You know who you are, roaming the halls with caps and gowns in ripped-open plastic, interrupting classes I’m teaching the next two weeks.
“I’m not sure how you get out half a month earlier than everyone else,” I tell you while you’re walking around the school. It’s a mystery of life I neither condone nor understand.
You’re smiling, returning from picnics and parks while I review freshmen for finals. They grumble–they’re sitting. They want to be going to picnics and parks, too. Sometimes I see one of you frowning. You’re not crossing the stage. We stop and have a meaningful moment–this is a tough time for you. Your friends are all glowing. I tell you this doesn’t mean you won’t succeed. Push through! Be great!
Every once in a while I see your teachers in the hall, freed from the classroom since you’ve got one foot on the stage. One of them should bring me a coffee or lunch.
I remember when you arrived. When you were the one stuck in the classroom watching everyone celebrate. Four (or five!) years flew. I’m getting old. “I could die at any moment, get your work done NOW!” I’ve said that to you for years. The calendar shows it’s closer to being true.
But now, you owe me nothing–no work left to give, only a stage to conquer, then you’re free to enjoy to the magic of life.
I’ve noticed something–as the day drew near, more and more of you said, “Now what?” You’ve stolen my entrepreneurship books, you’ve asked the larger questions, we’ve talked philosophy, you’ve wondered about the stuff that’s real in life. You’ve had that “holy shit” moment as you realized you’ll be going out into a world that hands you nothing. We’ve handed you that world. And now, you’ll have to dig through the manure and build your own empire.
“Why don’t they teach us this?” you’ve asked in horror. I’ve laughed.
“I did,” I said. “You weren’t ready to listen.” You’re ready now. Life’s come knocking. Or smacking, as it were…
But… I wonder…
Why have you waited to start life? I told you to start–for real–the moment you entered my door.
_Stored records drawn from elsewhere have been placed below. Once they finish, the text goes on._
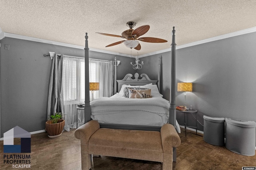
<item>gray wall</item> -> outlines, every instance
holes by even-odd
[[[193,83],[193,92],[187,93],[187,106],[198,110],[202,124],[203,115],[256,121],[256,39],[253,33],[176,50],[176,84]],[[156,78],[157,67],[150,63],[156,66],[160,57],[161,92],[168,100],[170,52],[140,59],[145,64],[139,73]],[[176,92],[176,104],[184,104],[183,92]],[[183,115],[177,112],[177,119],[184,124]],[[188,125],[195,125],[194,117],[188,119]],[[203,127],[198,125],[203,131]]]
[[[1,137],[16,126],[29,132],[44,129],[51,60],[49,51],[84,57],[84,51],[72,48],[5,37],[0,40]],[[4,45],[10,45],[10,50]],[[90,57],[121,61],[117,79],[135,71],[126,63],[130,57],[89,51]]]

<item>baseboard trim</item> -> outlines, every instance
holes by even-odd
[[[43,132],[45,132],[45,130],[44,129],[41,130],[40,131],[34,131],[34,132],[30,132],[30,133],[31,135],[34,135],[37,133],[42,133]],[[3,140],[4,140],[3,137],[1,137],[1,138],[0,138],[0,141],[3,141]]]
[[[185,127],[184,127],[184,126],[181,126],[180,127],[183,128],[183,129],[185,129]],[[187,129],[188,130],[189,130],[190,131],[193,131],[193,132],[196,132],[196,129],[193,129],[193,128],[190,128],[190,127],[187,127]],[[204,132],[202,131],[199,131],[199,130],[197,130],[197,133],[201,133],[202,135],[204,135]]]

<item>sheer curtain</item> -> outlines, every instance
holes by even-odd
[[[99,90],[94,92],[94,98],[113,96],[114,61],[93,59],[89,61],[90,82],[100,83]],[[90,99],[92,99],[91,93]]]
[[[63,94],[65,125],[64,130],[76,128],[77,104],[85,100],[84,59],[64,56]],[[100,83],[94,98],[110,97],[114,94],[114,61],[89,59],[90,82]],[[92,93],[90,92],[91,100]],[[84,111],[78,115],[78,122],[84,121]],[[79,123],[78,127],[82,125]]]
[[[76,128],[77,104],[84,102],[84,59],[64,55],[63,61],[64,130],[69,131]],[[79,115],[81,122],[84,114]]]

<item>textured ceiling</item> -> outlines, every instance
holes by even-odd
[[[134,29],[149,25],[141,37],[167,43],[140,42],[139,55],[170,48],[172,27],[180,45],[256,26],[256,1],[241,0],[0,0],[0,28],[3,32],[81,46],[88,33],[89,47],[130,54],[124,40],[96,32],[121,35],[128,21]]]

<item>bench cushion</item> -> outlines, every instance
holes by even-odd
[[[88,152],[160,162],[163,160],[158,131],[100,128],[90,138]]]

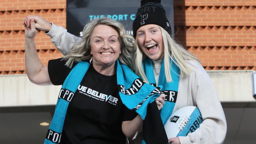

Why does everyone imagine a cap and gown gives you the power to rule the universe, when what gives you the power to be amazing is putting in a little effort each and every day. Before you know it, there you are. The sooner you start, the sooner it dawns on you that you’ve been great all along. Any day can be the day you commit to becoming what you should be and what you already are, magic.
Still, I’m proud of you. This is a big moment.
Some of you will go on to college and training. You’ll spend another few years waiting for your programs to end so you can be great.
Then maybe you’ll go on to jobs where you’ll wait for things to work out, to be fun, engaging, profitable, not realizing a little extra daily effort would’ve built you the companies whose cubicles you now grace, if you started imagining it years ago.
You might wait for the right person to come along at the right time.
You’ll wait to start a family–till you’re settled down and the meaning of life appears. There’s a lot of waiting to be had in life, you’ll think.
I’ve learned the meaning of life never appears. The perfect time is an illusion.
Graduation day does not begin life. Today begins life. Whether you’re eighteen or eighty, or even fifteen sitting at my desks for another two weeks, life begins now.
Graduation doesn’t begin life. You do. Do it. Today.